# Long exposure composite photography:



## MK3Brent (Sep 27, 2012)

I have been practicing this for a week now, and am just struggling. 
It has been a great exercise in forethought and light temperature planning and remembering. 

I take 20-30 second exposure of separate sections of a subject to give dramatic and depth lighting, and then piece them all back together in photoshop. The results are rather high dynamic range with very intriguing life to the image. 

What I've found to work best for me, is pre planning how I want to light my subject, and just go small pieces at a time. 

So, if you've never tried this... give it a shot. It's a lot of fun. 
Here's one of mine. I've lost a lot of detail in the shadows... it's tricky lighting those areas and blending them later.


----------



## rexbobcat (Sep 27, 2012)

Does this require long exposure? Couldn't you do the same thing with just different exposures in general?


----------



## MK3Brent (Sep 27, 2012)

rexbobcat said:


> Does this require long exposure? Couldn't you do the same thing with just different exposures in general?


I guess it depends on how big of a subject you're shooting. The more light you expose on the subject, the more it spills into other areas of the photo. In my case above, if I used a shorter exposure with brighter light, it most likely would be large enough to cover say the front wheel and parts of the front frame. I'm still too new at this to know all the tricks and details, but so far I've found longer exposures with controlled light sources make it way easier. 



See how Eric Curry does them:

http://youtu.be/dylX-1dufGI


----------



## FolkPhotography (Sep 27, 2012)

Those are wonderful images!!  I love lightpainting.  In fact, I did a lightpainting shoot with a McLaren MP4-12C and a Ferrari F40 just the other night.  Here are two photos from that shoot.

The first one is 5 separate photos (one lighting the driver's side of the white car, one lighting the passenger side of the white car, one lighting the driver's side of the red car, one lighting the passenger side of the red car, and one with no lights to get a clean background with no light trails.)  All lighting was done with the flashlight app on an iPhone.  The second photo is made up of three images, one to light the white car, one to light the red car, and one for a clean background.  Then, I manipulated it in PS to create the illusion of a rig shot.  All images were done at a 30-second exposure at F/9.0 at a 20mm focal length.

High-res #1:  Highlight of the Nightlife | Flickr - Photo Sharing!
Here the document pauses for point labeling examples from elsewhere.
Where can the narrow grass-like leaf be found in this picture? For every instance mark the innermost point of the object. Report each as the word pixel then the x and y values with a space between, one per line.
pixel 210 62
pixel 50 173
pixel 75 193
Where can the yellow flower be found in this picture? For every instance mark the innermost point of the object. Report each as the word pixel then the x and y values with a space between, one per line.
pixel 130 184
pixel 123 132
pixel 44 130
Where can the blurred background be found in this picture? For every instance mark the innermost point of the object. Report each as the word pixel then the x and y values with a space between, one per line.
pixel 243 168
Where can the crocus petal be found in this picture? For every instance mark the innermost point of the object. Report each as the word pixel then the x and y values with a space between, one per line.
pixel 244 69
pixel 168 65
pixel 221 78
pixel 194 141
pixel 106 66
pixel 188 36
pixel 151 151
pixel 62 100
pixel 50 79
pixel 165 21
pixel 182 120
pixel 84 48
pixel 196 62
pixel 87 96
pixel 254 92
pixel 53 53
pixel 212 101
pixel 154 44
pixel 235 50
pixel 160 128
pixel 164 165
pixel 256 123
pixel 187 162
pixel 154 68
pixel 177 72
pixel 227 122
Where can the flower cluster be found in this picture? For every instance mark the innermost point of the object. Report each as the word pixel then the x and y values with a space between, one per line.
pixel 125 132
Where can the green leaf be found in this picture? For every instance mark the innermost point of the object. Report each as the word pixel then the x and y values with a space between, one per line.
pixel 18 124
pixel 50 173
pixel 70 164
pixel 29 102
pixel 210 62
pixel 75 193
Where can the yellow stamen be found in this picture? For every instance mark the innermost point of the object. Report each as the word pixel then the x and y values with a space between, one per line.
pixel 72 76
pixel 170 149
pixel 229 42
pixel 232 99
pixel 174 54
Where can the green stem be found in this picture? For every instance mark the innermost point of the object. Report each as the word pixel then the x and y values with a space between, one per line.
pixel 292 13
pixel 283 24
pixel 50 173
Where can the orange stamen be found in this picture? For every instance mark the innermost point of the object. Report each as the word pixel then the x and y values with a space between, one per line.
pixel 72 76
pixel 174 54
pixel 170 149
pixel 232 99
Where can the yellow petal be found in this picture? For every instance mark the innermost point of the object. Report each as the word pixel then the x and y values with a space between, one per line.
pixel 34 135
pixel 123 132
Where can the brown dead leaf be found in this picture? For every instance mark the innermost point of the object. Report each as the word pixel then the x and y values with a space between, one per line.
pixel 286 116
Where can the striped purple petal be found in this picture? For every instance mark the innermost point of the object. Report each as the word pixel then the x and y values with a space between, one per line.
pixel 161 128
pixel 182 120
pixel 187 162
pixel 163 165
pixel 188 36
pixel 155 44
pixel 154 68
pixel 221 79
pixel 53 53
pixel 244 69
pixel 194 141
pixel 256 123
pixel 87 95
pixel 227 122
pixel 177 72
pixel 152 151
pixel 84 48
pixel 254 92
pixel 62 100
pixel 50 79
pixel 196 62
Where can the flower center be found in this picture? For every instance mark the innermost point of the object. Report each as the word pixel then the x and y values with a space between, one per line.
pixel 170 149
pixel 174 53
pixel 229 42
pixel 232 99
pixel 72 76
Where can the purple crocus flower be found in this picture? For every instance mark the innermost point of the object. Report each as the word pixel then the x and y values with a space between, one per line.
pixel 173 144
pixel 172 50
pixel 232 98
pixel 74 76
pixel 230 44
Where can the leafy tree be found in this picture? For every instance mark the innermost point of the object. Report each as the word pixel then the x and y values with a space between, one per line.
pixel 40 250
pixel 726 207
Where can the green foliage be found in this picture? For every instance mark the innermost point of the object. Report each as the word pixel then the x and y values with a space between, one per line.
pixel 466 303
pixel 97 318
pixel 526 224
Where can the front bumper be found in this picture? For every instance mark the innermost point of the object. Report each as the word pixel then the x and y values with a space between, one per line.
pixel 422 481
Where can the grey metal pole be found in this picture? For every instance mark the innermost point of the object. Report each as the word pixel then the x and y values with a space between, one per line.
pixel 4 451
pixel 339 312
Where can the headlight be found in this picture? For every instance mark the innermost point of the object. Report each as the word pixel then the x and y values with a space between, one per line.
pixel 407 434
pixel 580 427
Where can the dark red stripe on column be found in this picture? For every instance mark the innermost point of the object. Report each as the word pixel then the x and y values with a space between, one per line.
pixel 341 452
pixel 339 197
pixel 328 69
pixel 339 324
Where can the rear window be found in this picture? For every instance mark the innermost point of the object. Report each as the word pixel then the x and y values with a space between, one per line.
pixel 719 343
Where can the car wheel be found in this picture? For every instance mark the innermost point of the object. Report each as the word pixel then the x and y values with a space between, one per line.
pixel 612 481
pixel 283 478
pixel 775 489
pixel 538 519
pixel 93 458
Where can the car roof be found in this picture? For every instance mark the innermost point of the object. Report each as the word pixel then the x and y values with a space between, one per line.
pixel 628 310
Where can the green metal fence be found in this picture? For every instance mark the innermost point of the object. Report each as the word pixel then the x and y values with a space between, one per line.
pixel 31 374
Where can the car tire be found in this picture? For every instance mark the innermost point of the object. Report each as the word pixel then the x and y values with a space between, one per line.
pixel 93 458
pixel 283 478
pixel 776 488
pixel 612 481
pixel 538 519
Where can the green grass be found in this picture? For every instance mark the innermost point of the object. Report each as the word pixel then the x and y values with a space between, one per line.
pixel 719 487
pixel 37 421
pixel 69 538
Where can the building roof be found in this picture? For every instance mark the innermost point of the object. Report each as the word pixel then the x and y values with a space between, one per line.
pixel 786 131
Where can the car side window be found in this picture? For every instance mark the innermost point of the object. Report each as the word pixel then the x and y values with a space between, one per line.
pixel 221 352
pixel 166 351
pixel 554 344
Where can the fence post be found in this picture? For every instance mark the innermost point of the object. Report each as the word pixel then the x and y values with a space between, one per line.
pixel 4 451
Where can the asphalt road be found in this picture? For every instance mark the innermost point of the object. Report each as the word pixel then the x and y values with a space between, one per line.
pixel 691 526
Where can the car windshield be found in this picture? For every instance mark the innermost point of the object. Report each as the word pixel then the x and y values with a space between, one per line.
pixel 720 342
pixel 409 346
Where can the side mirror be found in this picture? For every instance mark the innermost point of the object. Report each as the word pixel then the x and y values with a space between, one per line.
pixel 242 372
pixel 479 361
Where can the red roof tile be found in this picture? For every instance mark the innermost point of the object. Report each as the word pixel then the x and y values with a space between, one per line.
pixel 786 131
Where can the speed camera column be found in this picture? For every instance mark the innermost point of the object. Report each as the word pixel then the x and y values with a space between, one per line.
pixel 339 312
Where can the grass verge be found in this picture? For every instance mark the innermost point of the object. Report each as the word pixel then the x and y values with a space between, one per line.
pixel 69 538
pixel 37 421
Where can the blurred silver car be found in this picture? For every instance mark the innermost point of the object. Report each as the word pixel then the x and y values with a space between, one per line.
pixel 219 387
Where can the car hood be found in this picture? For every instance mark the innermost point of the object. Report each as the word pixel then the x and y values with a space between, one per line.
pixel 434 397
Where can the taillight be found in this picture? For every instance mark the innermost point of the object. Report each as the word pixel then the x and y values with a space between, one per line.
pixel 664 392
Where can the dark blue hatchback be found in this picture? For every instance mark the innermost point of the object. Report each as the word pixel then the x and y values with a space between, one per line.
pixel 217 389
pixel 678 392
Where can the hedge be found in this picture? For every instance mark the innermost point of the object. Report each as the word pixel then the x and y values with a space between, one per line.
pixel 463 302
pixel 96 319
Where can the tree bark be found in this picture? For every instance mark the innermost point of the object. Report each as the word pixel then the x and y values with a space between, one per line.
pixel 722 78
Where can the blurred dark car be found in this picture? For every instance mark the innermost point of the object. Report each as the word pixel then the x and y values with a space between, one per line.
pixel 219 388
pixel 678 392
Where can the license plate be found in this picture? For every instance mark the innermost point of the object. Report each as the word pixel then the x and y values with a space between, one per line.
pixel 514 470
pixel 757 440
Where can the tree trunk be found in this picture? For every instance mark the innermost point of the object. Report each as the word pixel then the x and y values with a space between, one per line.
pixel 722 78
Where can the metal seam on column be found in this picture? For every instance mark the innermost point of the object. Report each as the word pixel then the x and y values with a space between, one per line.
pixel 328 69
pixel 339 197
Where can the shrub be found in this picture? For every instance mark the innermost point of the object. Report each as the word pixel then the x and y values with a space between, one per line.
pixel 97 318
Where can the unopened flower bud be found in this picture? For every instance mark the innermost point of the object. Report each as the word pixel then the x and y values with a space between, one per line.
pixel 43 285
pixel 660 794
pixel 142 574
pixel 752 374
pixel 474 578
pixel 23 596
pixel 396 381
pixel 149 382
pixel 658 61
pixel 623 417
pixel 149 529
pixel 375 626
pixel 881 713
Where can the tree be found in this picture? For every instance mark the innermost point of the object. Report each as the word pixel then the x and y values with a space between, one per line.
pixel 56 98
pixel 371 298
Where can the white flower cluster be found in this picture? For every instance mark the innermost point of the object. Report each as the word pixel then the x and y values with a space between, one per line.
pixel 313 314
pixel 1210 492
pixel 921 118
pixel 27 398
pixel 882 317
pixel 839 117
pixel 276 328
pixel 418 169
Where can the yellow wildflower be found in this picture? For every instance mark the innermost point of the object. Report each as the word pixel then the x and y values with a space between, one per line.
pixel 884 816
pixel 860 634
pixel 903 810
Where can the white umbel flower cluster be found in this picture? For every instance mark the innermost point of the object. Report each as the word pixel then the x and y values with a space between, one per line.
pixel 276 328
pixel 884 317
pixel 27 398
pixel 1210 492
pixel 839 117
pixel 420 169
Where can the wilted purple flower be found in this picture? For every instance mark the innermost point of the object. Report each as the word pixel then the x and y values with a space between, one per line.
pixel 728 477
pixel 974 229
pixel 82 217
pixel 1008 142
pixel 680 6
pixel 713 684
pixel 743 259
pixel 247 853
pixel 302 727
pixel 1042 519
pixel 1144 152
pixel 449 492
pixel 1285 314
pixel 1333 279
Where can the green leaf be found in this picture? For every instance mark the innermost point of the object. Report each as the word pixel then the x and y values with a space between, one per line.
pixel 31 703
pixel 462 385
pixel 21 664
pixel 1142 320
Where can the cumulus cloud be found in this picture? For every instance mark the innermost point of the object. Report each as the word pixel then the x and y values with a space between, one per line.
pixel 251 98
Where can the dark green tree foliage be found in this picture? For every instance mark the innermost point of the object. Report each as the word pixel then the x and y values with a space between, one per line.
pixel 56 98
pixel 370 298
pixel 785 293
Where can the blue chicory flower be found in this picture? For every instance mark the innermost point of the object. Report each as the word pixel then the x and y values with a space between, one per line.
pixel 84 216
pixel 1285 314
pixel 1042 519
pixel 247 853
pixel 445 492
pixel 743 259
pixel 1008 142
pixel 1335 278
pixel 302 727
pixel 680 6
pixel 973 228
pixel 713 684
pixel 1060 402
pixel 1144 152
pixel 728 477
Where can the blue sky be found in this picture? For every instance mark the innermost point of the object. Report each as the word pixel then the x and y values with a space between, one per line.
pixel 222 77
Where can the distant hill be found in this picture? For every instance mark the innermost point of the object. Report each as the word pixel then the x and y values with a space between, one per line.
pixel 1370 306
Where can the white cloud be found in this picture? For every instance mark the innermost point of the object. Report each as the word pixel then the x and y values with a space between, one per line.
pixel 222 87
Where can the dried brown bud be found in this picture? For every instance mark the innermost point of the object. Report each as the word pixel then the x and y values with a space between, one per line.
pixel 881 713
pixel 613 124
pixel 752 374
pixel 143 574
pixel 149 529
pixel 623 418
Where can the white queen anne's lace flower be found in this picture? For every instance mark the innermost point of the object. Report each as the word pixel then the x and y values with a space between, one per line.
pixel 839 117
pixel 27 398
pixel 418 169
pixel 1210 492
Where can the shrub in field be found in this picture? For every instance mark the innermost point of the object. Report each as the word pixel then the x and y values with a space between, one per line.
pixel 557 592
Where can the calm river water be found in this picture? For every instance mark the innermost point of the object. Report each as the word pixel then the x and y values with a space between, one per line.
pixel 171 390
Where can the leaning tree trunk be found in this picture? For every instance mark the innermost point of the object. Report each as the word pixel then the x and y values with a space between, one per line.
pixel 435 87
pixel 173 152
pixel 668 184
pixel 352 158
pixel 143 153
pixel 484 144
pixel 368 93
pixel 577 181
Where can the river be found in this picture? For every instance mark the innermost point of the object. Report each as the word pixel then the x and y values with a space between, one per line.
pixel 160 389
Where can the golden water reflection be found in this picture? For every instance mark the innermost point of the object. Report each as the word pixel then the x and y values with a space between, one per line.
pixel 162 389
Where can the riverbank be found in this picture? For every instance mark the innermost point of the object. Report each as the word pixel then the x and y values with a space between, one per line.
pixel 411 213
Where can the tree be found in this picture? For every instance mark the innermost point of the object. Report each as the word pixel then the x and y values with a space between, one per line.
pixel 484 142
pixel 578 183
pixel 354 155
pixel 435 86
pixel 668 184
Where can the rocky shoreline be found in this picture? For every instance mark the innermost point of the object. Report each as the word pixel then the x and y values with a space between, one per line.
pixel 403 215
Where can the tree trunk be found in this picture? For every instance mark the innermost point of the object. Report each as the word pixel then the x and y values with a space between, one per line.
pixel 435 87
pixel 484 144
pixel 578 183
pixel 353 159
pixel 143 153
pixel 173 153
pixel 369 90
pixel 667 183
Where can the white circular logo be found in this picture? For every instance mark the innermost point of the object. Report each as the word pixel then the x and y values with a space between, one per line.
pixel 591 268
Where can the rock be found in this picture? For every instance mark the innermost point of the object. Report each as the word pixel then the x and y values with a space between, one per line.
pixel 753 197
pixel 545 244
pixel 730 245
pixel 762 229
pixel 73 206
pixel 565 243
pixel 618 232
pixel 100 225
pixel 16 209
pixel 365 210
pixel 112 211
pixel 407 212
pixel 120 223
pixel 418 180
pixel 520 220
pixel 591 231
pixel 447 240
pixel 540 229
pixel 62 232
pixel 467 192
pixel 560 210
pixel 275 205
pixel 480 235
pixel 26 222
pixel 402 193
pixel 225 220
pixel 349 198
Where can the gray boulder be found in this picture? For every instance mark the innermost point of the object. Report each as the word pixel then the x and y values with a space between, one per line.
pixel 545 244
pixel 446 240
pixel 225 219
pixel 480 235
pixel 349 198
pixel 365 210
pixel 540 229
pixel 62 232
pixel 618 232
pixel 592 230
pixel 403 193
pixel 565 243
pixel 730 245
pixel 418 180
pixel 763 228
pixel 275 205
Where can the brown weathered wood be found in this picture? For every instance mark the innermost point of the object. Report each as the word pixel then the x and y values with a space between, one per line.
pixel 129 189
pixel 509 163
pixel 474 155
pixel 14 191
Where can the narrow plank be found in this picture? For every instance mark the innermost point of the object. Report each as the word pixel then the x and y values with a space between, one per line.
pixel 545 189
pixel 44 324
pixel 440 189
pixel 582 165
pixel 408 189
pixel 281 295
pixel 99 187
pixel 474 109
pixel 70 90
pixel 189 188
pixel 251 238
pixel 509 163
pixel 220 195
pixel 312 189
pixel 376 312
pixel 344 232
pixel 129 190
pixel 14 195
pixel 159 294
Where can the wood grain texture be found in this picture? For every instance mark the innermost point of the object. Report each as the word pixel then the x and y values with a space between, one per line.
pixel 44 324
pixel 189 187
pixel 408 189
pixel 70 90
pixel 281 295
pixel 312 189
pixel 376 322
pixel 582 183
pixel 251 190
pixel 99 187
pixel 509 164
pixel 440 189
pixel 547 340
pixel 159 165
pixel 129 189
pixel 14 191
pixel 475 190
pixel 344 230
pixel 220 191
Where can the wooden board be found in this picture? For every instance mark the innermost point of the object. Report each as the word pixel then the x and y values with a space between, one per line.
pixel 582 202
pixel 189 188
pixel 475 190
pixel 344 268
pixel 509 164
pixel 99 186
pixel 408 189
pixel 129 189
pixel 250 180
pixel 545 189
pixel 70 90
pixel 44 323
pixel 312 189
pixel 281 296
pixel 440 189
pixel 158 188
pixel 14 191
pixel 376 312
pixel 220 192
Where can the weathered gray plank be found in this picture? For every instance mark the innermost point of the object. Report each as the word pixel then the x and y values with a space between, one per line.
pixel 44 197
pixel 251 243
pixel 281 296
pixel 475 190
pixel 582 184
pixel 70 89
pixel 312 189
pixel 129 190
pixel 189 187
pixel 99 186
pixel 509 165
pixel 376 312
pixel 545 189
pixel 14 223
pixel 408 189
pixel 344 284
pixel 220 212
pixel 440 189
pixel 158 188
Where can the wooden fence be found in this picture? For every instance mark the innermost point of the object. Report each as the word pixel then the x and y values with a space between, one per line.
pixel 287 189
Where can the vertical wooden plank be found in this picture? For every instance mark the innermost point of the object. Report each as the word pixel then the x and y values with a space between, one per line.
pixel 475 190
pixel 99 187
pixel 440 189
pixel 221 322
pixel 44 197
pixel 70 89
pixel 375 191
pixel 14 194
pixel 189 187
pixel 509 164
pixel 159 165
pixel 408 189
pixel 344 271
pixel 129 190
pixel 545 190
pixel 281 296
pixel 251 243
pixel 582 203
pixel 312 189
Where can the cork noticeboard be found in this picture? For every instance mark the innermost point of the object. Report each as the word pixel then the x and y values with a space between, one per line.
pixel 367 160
High-res #2:  In Pursuit | McLaren MP4-12C & Ferrari F40 | Flickr - Photo Sharing!

-Gil


----------



## rexbobcat (Sep 27, 2012)

Ohh, you're talking about light painting. I thought you were just referring to a long-exposure HDR effect just from normal exposures.


----------



## MK3Brent (Sep 28, 2012)

Yeah. 20-30s f/8 24mm 2.8 and a small pen light. I think the final combination was about 14 layers in PS with each layer consisting of 3-4 photos.


----------



## MK3Brent (Sep 29, 2012)

I was able to pull more detail out using a different layer blending style.


----------



## Buckster (Sep 29, 2012)

I like it overall, but not really crazy about the magenta cast, especially on the tires, tbh.


----------



## MK3Brent (Sep 29, 2012)

Yeah, I agree. It's from using two light sources that are LED and florescent. I will have to mask those areas differently or change the white balance to match.


----------